A curiosity in this is that a eurozone nation’s bullion and currency reserves back both the liability for sovereign debt, which is several and not joint, and also the liability under note and coin, which is joint and several.
It is not entirely surprising that the EU politicians prefer this fact to be obscured. The arrangements around the euro and the financing of European institutions are a complex Venn diagram of ownerships and sharing of liabilities. The EU and the eurozone countries have benefited up to now from the magic dust around institutions like the European Investment Bank – where all EU member states are jointly and severally liable for its debts – which facilitated a low “Bund spread” onto other borrowers that their individual capabilities did not support. That era now appears to be ending and the precise nature of each country’s liabilities laid bare, as stronger ones seek to avoid being brought low by the weaker.

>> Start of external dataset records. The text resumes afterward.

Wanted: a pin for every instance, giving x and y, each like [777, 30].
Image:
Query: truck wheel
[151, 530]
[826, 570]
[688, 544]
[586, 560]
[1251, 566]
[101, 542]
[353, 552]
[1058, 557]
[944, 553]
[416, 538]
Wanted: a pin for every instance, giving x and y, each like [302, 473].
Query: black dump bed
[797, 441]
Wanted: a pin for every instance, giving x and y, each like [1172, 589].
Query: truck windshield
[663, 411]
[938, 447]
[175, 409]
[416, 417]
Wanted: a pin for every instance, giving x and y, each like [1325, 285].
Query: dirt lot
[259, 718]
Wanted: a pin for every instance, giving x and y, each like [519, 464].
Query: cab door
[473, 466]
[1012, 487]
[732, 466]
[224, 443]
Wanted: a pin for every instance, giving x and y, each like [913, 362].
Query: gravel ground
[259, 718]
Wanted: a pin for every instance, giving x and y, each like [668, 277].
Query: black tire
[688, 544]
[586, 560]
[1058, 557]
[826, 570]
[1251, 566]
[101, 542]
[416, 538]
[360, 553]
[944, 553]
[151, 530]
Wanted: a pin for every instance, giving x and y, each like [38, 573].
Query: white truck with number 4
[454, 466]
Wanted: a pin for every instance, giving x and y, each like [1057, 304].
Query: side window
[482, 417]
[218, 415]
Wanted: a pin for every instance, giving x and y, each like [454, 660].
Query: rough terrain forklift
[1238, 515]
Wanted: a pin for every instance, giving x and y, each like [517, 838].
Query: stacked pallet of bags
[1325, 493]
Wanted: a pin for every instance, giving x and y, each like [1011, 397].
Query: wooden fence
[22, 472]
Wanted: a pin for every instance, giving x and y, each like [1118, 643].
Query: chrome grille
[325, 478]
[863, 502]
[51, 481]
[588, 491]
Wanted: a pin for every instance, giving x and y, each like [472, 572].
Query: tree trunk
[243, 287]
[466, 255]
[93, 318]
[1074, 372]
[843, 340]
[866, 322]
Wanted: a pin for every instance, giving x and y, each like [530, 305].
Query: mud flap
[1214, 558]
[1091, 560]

In a sense, then, the euro is both a national currency and a foreign currency for all eurozone countries: national because it is legal tender and because the national bank issues notes and coins, foreign because the country has no monopoly of the euro notes and coins and because control of interest and exchange rates has been given up.
The mantra used to be that “governments never default on obligations in their own currencies”; now we are having to refine that again to say “governments never default in their own currencies as long as the currency in question is its own sovereign currency, over which it has control of foreign exchange and monetary policy, and where it owns the bullion and currency reserves that back it directly or through its central bank”.
That is too complex for the markets to deal with so they look through the currency of the debt to the tax raising capacity of each country individually and its individual bullion and currency reserves, regarding the currency issue as a smokescreen, the currency in the case of the euro being synthetic because its usage denotes participation in a patchwork of institutions, policies, resources, rights and responsibilities which do not add up to the same bundle in a currency where the risk on the currency and on the nation associated with it are one and the same.